Man supplements dole with drug dealing - court hears

A young man whom Judge Hughes said looks nothing like the people who usually come before the court will have to live with a drug dealing conviction.

“You’re not the type of character we expect to see,” said the judge.

He spoke sympathetically to 26-year-old former plasterer Peadar Tully, Mohill Road, Drumlish, who admitted he had been dealing two ounces of cannabis a week for three months to supplement his social welfare.

Garda Bobby Feery stopped his car at Ballynacargy on July 22, 2011 to search it and found two one-ounce bags of herbal cannabis worth €650 under the cowling around the gearstick.

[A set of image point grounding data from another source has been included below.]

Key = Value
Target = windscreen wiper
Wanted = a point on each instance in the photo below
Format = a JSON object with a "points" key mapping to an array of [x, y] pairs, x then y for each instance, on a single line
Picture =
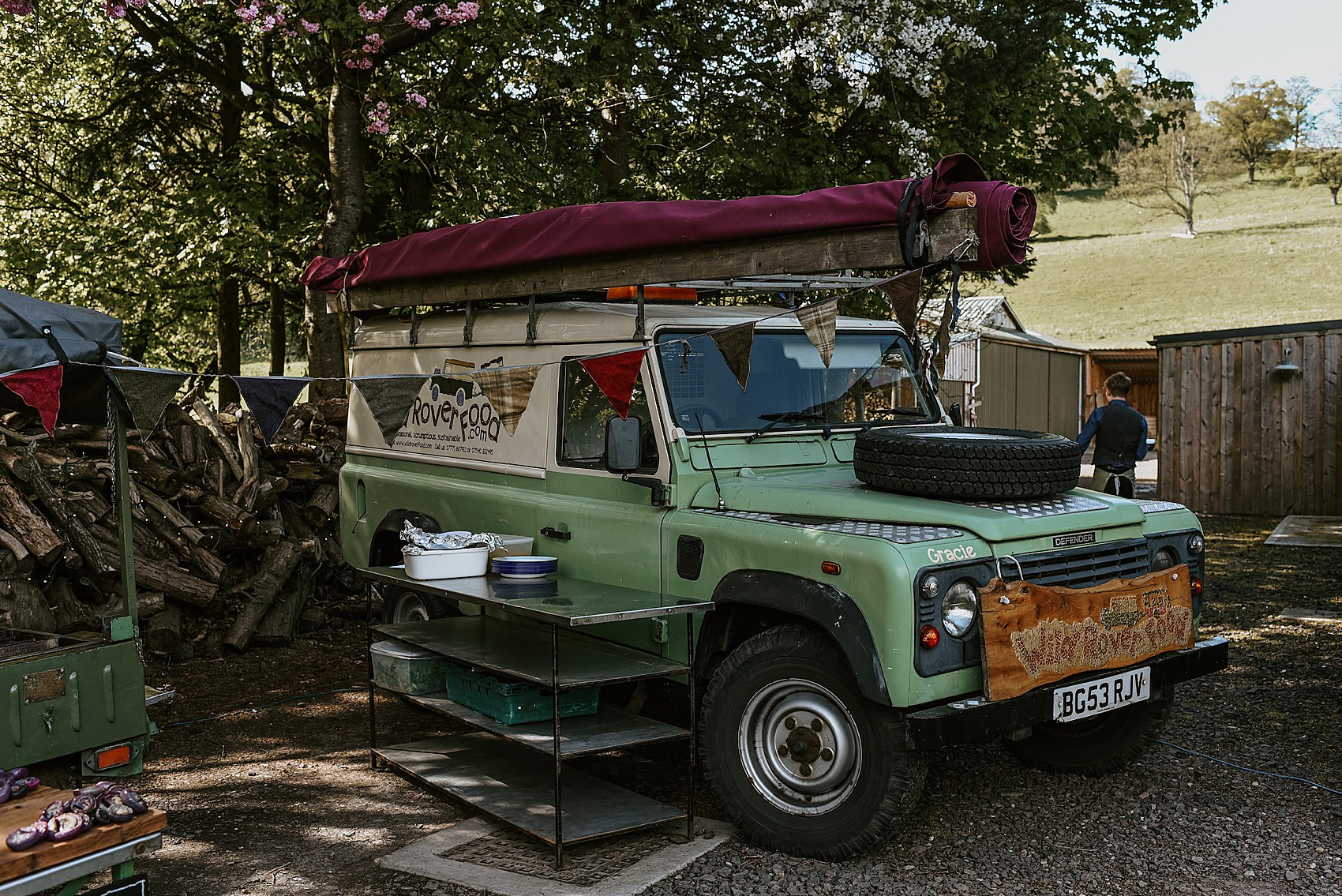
{"points": [[787, 416]]}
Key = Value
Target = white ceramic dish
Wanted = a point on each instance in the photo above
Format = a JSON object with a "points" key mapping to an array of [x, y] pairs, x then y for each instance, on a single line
{"points": [[460, 562]]}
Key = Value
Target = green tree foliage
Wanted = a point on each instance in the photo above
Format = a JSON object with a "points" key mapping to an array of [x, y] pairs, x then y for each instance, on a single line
{"points": [[1171, 174], [1299, 97], [1255, 120], [1322, 167]]}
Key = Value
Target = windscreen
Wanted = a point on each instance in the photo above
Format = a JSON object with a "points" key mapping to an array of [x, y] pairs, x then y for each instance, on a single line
{"points": [[870, 380]]}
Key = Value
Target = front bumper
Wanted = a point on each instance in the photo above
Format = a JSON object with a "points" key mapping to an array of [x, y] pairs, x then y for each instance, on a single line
{"points": [[976, 719]]}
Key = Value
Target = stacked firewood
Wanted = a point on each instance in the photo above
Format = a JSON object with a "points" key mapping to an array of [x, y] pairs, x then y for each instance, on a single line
{"points": [[235, 542]]}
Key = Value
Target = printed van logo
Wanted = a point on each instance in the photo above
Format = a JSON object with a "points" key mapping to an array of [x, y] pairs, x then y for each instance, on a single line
{"points": [[950, 554], [474, 423], [1073, 539]]}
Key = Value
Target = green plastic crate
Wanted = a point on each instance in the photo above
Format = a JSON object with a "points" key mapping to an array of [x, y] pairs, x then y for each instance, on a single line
{"points": [[514, 702]]}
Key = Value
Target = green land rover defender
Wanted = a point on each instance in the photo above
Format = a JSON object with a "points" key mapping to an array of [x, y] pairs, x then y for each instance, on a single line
{"points": [[874, 570]]}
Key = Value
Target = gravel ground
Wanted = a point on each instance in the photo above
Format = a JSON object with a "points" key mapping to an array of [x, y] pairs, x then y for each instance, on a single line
{"points": [[281, 800]]}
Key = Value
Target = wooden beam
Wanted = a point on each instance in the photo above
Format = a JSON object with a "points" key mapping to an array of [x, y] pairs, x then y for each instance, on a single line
{"points": [[870, 249]]}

Tully had been making a good living with his father during the boom time, but when work dried up, he began dealing and was making €100 profit on each ounce he sold.

He had been using cannabis himself since he was sixteen but is now clean.

Solicitor Owen Carty said his client’s father, who was in court, described him as “an incredible worker”, and he has since completed a FETAC course.

“It was a stupid venture, done to make money,” he said.

Judge Hughes observed that the young man was clearly uncomfortable in court, and questioned how a hard-working plasterer from a rural area had been using the drug for so long.

“You don’t strike me as the Pablo Escobar type of character, like some we see in this court,” he observed, as Tully appeared before him well-groomed and wearing a suit, shirt, and tie.

He said the punishment for him is having a conviction on his record, which will have very serious implications if he comes before the court again.

He convicted him of drug dealing and fined him €500.